Galveston-Area Lawyer, Author of 'The Mongoose' Faces $1M Negligence Suit Over Advice to Executor

(Texas Lawyer) - In a suit filed in Harris County on Friday, a probate court executor also alleges Houston lawyer Frank Holcomb was negligent for failing to draft enforceable postnuptial agreements that affected the value of his client's estate.

What You Need to Know

  • Executor of a woman's estate seeks more than $1 million in the suit filed against Greg Enos of Webster and Frank Holcomb of Houston.
  • He alleged Enos, who writes The Mongoose newsletter about judges, gave him faulty advice on a statute of limitations.
  • He also alleges Holcomb was negligent in preparing postnuptial agreements that were not enforceable.
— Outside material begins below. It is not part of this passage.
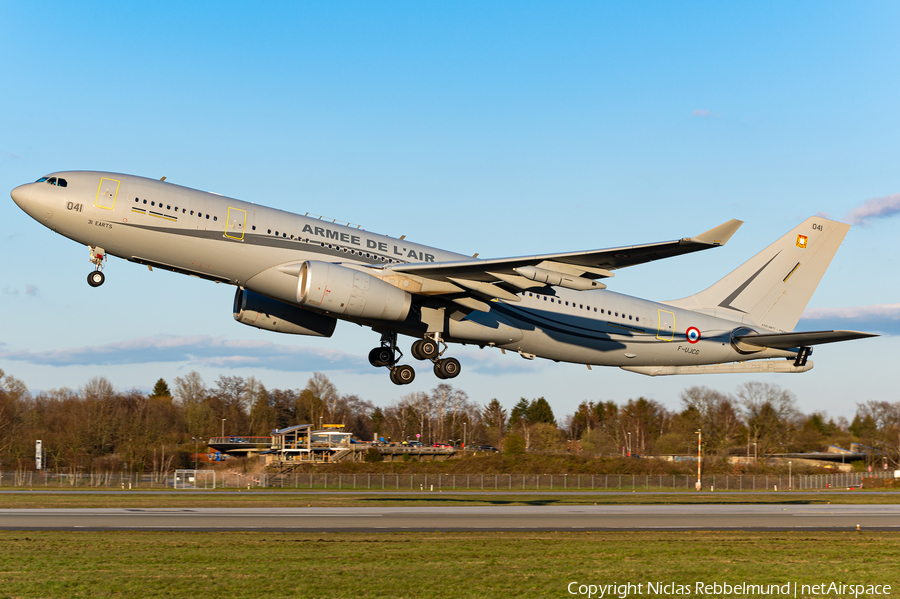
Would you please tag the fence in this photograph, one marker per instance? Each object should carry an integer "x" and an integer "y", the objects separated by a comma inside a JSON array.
[{"x": 445, "y": 482}]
Webster family law attorney Greg Enos, known in Southeast Texas for authoring The Mongoose newsletter about judges and family law, was hit with a negligence lawsuit alleging he gave bad advice to a probate executor about potential legal malpractice claims against another lawyer.

The executor seeks more than $1 million in damages from the defendants—Enos and Enos Law Firm, and from Houston lawyer Frank H. Holcomb and Frank H. Holcomb P.C.

In a petition filed in state district court in Harris County on Friday, executor Greg Schenck alleged that Enos gave him faulty advice about the statute of limitations for potential legal malpractice claims against Holcomb.

Enos did not immediately return a telephone message left at his office. Holcomb declined to comment on the allegations because he had not read the petition.

As alleged in the petition in Schenck v. Holcomb, Janet King hired Holcomb in 1983 to draft a prenuptial agreement to protect her separate property rights before her marriage to Ed King. Holcomb drafted a postnuptial agreement in May 1984, another in December 1984, and a third in 2001. Also, according to the petition, Holcomb prepared spreadsheets listing each party’s separate property that purported to supplement the 2001 postnuptial agreement.

In 2018, Janet King filed a petition for declaratory judgment to ensure that transfers to her children from a previous marriage were made from her separate property as described in the spreadsheets. Enos represented her in that petition.

Ed King answered and filed a counterclaim seeking a declaration that none of the agreements drafted by Holcomb were enforceable.

On March 1, 2019, Ed King filed a petition for divorce, however he died Aug. 30, 2019, and Janet King died Jan. 29, 2021, before the litigation was resolved, so it was transferred to probate court. Enos represented Schenck, who was executor of Janet King’s estate.

Schenck alleged in the petition that Enos advised him that Ed King’s arguments about the enforceability of the prenuptial agreement drafted by Holcomb had merit, and that Janet King’s estate had a potential legal malpractice claim against Holcomb.

“Moreover, Enos advised Schenck that the statute of limitation on any cause of action against Holcomb based on that legal malpractice was tolled until the divorce litigation was finally resolved,” Schenck alleged in the petition.

He alleges that he did not revisit the potential malpractice claims until after the divorce and probate litigation was resolved, and he was informed for the first time in March 2021 that the statute of limitations was in fact not tolled, and it had already expired.

In bringing the negligence cause of action against Holcomb, the executor alleged that the lawyer failed to draft agreements that were enforceable, costing Janet King’s estate about $2 million when separate and community claims were settled.

As to the negligence claim against Enos, Schenck claims that Enos and his firm failed to give him accurate or timely advice on the statute of limitations, and Janet King’s estate suffered damages.

Plaintiff’s attorney Brett Wagner, of Doherty Wagner in Houston, did not immediately return a telephone message seeking comment.

According to Enos Law Firm’s website, Enos writes The Mongoose newsletter for lawyers and judges in the Houston and Galveston areas, and it “points out ways judges are not following the law or acting ethically,” and includes news for family law attorneys. According to an online archive, the most recent The Mongoose was posted in November 2020.